ReReadme: Doc-as-CI for Repository Context

Poor Documentation Costs are Rising

In most engineering organizations, distributed systems READMEs are stale at best and nonexistent at worst.

They’re often treated as optional hygiene rather than critical infrastructure. Historically, the cost of poor documentation was absorbed by teams through onboarding friction, tribal knowledge, and informal support. It was inefficient, but tolerable.

That economic model does not scale in an AI-assisted development environment.

Headless coding agents now interact with your repository repeatedly. Each session must reconstruct context that should already exist in a well-written README: architectural boundaries, service responsibilities, deployment constraints, domain assumptions.

Without that context, agents navigate blindly—exploring directories, parsing files, inferring intent, and repeating the cycle. Every cycle consumes tokens, compute, network bandwidth, and time. What used to be onboarding overhead becomes a recurring operational cost.

The absence of structured documentation is no longer a soft inefficiency.
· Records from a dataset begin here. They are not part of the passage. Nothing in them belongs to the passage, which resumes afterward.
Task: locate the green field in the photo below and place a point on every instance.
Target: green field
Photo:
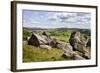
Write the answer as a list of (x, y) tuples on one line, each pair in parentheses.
[(36, 54)]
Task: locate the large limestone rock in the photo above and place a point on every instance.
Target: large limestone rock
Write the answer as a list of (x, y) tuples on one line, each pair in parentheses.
[(76, 56), (45, 47), (68, 51)]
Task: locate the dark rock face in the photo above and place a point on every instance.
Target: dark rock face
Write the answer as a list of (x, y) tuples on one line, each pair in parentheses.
[(33, 40), (75, 49)]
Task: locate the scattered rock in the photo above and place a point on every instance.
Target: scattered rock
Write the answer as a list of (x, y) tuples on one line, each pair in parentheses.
[(45, 47), (76, 56)]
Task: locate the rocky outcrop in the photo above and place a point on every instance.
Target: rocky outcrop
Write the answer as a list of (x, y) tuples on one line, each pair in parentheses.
[(76, 48)]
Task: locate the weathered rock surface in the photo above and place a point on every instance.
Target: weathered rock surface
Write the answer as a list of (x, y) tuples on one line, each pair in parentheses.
[(45, 47)]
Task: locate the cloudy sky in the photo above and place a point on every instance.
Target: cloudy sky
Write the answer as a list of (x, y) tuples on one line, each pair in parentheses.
[(56, 19)]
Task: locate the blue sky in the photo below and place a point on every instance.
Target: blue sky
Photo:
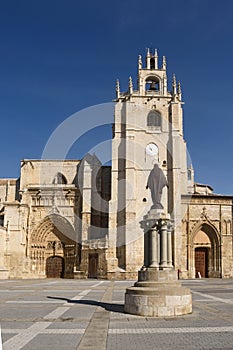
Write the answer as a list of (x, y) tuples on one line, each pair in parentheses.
[(58, 57)]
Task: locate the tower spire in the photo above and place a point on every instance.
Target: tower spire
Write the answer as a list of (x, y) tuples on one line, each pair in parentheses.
[(164, 64), (117, 89), (156, 59), (130, 85), (139, 62), (174, 87), (179, 91), (148, 59)]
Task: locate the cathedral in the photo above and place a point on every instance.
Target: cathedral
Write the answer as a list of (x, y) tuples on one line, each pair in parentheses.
[(82, 219)]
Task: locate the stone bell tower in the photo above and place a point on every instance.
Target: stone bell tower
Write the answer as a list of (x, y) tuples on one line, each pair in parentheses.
[(148, 130)]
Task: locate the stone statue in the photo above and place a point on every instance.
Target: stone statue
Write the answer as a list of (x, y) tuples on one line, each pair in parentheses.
[(156, 182)]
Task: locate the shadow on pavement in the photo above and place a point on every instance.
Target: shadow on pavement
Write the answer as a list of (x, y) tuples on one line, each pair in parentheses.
[(107, 306)]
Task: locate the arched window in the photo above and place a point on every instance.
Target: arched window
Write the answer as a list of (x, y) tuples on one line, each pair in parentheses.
[(59, 179), (154, 119), (152, 84)]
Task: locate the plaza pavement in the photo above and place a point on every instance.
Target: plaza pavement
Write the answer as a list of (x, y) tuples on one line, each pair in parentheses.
[(88, 314)]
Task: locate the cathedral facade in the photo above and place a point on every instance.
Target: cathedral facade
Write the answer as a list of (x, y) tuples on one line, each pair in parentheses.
[(80, 219)]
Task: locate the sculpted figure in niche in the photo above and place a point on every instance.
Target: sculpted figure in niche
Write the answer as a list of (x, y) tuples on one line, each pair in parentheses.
[(156, 182)]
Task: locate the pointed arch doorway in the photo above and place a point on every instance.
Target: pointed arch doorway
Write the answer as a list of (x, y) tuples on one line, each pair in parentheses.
[(205, 252), (53, 248)]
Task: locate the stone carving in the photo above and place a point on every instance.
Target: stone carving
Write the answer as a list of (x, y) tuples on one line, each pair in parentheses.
[(156, 182)]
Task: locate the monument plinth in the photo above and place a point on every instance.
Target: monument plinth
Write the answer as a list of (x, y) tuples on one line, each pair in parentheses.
[(157, 291)]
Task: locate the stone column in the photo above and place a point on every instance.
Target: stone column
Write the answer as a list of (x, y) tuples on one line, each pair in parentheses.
[(163, 243), (169, 245), (154, 247)]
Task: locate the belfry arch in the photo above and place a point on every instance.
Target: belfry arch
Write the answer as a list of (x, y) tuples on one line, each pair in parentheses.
[(204, 251), (53, 247)]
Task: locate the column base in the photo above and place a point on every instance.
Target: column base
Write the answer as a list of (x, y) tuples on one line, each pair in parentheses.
[(158, 294)]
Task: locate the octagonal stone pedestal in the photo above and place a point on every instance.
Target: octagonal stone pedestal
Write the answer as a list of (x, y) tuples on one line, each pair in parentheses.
[(158, 293)]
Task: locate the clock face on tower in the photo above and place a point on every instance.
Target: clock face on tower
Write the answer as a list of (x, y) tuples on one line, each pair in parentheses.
[(152, 149)]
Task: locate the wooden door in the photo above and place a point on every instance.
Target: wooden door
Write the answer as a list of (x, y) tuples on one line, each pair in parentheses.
[(55, 267), (201, 255), (92, 265)]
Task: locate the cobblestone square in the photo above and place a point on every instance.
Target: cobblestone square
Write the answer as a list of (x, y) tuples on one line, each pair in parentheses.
[(88, 314)]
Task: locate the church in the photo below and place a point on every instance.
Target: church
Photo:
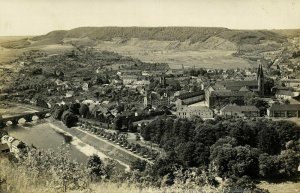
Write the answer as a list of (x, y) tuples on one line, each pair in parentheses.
[(229, 91)]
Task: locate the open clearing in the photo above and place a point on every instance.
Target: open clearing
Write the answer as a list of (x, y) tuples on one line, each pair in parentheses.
[(189, 57)]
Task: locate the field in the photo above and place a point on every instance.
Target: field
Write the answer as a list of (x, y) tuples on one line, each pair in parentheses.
[(176, 55)]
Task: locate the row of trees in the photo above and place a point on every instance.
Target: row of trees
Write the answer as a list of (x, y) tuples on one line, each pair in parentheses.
[(234, 147)]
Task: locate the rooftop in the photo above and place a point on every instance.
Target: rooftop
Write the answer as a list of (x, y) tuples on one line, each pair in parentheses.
[(237, 108)]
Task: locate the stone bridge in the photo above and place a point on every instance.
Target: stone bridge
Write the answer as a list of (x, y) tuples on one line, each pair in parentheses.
[(27, 116)]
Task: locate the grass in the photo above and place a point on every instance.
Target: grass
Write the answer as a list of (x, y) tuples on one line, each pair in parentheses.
[(17, 179)]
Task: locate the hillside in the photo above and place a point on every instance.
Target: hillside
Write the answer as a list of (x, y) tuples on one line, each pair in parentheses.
[(191, 34), (207, 47)]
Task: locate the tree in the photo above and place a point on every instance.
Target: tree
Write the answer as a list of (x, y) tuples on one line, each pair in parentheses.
[(69, 119), (74, 108), (95, 167), (58, 111), (84, 110), (138, 165), (268, 140), (269, 166), (41, 103), (290, 160), (261, 104)]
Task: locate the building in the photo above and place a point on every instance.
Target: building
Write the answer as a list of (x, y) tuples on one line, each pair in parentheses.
[(240, 111), (221, 97), (129, 79), (189, 98), (189, 111), (284, 110), (295, 83), (261, 81), (154, 99), (224, 92), (286, 94)]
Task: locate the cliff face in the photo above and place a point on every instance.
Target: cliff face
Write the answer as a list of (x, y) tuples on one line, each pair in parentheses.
[(191, 46)]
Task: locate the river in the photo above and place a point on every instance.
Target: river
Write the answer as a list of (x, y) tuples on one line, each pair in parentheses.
[(43, 136)]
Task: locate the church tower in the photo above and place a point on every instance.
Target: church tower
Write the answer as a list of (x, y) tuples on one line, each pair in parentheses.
[(260, 81)]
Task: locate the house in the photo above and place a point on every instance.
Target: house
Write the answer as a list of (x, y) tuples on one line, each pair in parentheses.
[(286, 94), (290, 82), (240, 111), (129, 79), (69, 94), (284, 110), (219, 97), (189, 98), (154, 99), (189, 111)]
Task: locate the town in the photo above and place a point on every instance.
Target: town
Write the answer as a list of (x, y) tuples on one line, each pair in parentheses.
[(149, 118)]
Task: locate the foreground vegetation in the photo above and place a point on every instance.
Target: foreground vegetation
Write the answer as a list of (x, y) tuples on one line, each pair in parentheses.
[(46, 171)]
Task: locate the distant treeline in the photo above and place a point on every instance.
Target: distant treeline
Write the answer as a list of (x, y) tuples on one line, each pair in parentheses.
[(193, 34)]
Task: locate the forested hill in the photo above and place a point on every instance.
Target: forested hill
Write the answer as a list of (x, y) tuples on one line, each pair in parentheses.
[(191, 34)]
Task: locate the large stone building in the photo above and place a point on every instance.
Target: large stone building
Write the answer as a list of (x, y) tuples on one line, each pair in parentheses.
[(224, 92), (240, 111), (284, 110), (189, 111), (155, 100), (189, 98)]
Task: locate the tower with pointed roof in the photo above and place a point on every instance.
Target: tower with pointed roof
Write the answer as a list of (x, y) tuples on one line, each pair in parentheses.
[(260, 81)]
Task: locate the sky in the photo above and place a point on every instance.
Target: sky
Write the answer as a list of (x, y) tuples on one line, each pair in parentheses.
[(36, 17)]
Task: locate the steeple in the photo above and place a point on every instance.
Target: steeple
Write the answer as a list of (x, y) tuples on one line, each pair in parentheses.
[(260, 81)]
It’s measurable spend.

Cost Estimate

Consider a moderately large enterprise repository:

  • ~10,000 total files
  • ~4,000–5,000 relevant code and configuration files
  • Average file size ≈ 4 KB

That yields roughly 16–20 MB of meaningful source text. In practice, a megabyte of code typically corresponds to hundreds of thousands of tokens, depending on formatting and encoding. Even at this conservative scale, the repository still represents millions of tokens of potential context.

Of course, agents rarely ingest the entire repository at once. Instead, they reconstruct context through iterative retrieval and summarization cycles as they explore the system. A realistic orientation pass for a non-trivial service—understanding architecture, build surfaces, deployment paths, and integrations—often consumes 150,000–600,000 tokens per session.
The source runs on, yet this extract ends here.